В этот момент я увидел, что большая часть моих людей слышала тирады майора. Вначале они только ухмылялись. Но теперь их лица приняли угрожающее выражение. Скандала допустить было нельзя, и поэтому мне пришлось обратиться к старейшему командиру взвода:
– Лейтенант Цитен! Вы слышали, чего желает майор? Попрошу вас позаботиться об исполнении его требований.
Услышав это, мои люди, ворча и отпуская колкие замечания, направились к эшелону, а я дал волю своему раздражению:
– Господин майор! Я приказал выполнить ваши требования потому, что не желаю иметь лишние хлопоты на пути следования. Порядок и дисциплина должны соблюдаться, но следует также учитывать изменившиеся условия.
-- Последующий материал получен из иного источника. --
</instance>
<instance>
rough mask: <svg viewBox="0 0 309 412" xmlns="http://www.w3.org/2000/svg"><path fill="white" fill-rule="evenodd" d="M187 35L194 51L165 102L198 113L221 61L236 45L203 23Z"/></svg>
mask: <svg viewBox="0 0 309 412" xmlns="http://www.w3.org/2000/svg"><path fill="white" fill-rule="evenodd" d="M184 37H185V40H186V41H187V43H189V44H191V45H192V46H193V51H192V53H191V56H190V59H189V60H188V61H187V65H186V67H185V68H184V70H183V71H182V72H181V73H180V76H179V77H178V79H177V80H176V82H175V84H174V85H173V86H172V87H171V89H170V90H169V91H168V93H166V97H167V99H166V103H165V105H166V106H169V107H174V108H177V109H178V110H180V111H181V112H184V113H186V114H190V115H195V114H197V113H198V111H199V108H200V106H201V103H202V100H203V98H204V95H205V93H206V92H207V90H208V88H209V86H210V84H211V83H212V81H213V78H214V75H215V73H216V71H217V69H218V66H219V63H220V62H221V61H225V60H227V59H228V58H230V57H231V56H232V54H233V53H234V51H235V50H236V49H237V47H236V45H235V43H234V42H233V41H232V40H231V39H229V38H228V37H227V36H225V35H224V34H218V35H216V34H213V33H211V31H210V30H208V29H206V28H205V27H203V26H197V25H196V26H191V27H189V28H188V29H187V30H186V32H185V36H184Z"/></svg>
То, что является нормальным в обычное время, в часы, когда речь идет о судьбе народа, только отрицательно сказывается на моральном облике войск. Своим поведением вы посеяли сомнение и неуверенность у многих моих солдат, которые еще вчера жертвовали своей жизнью во имя нашей родины. Вы согнали их с перрона как шелудивых псов. Такого никто из нас не забудет.
– Что вы себе позволяете? Еще одно слово, и я позабочусь о том, чтобы вы действительно меня не забыли. Только из-за таких солдат и офицеров, как вы, русские топчут нашу землю. Недисциплинированность ведет к трусости и бегству…
Наш разговор становился все громче, и кто знает, чем он мог бы закончиться, если бы локомотив не дал сигнал к отправлению. Он прогудел еще раз, и эшелон тронулся. Мне ничего не оставалось, как, повернувшись на каблуках, побежать к ближайшему вагону. Поезд уже набирал ход, когда я в него впрыгнул, оказавшись по воле случая возле своего «Фольксвагена», и, бросив последний взгляд на майора, уселся на сиденье машины рядом с Бемером.
– Эта тыловая крыса начала обвинять нас в трусости. Мне еле-еле удалось сдержаться!
– Ах, господин обер-лейтенант, в нашем зоопарке по воле Господа бегает немало странных человекообразных зверей. Не стоит портить себе нервы из-за какой-то надутой жабы. Не обижайтесь, но именно среди господ офицеров встречаются подобные типы.
Проговорив это, Бемер уверенным движением вынул бутылку шнапса и наполнил два стакана.
– У кого возникли неприятности, тот должен выпить шнапса, сказал как-то Вильгельм Буш. Или что-то наподобие этого. Ваше здоровье, господин обер-лейтенант.
Я не смог сдержать улыбки:
– Мне кажется, Бемер, что вы снова заложили за воротник. Не сердитесь на меня и не принимайте всерьез ни того майора, ни Иванов, ни всю эту проклятую войну!
Я проглотил свою порцию спиртного и забыл обо всех неприятностях.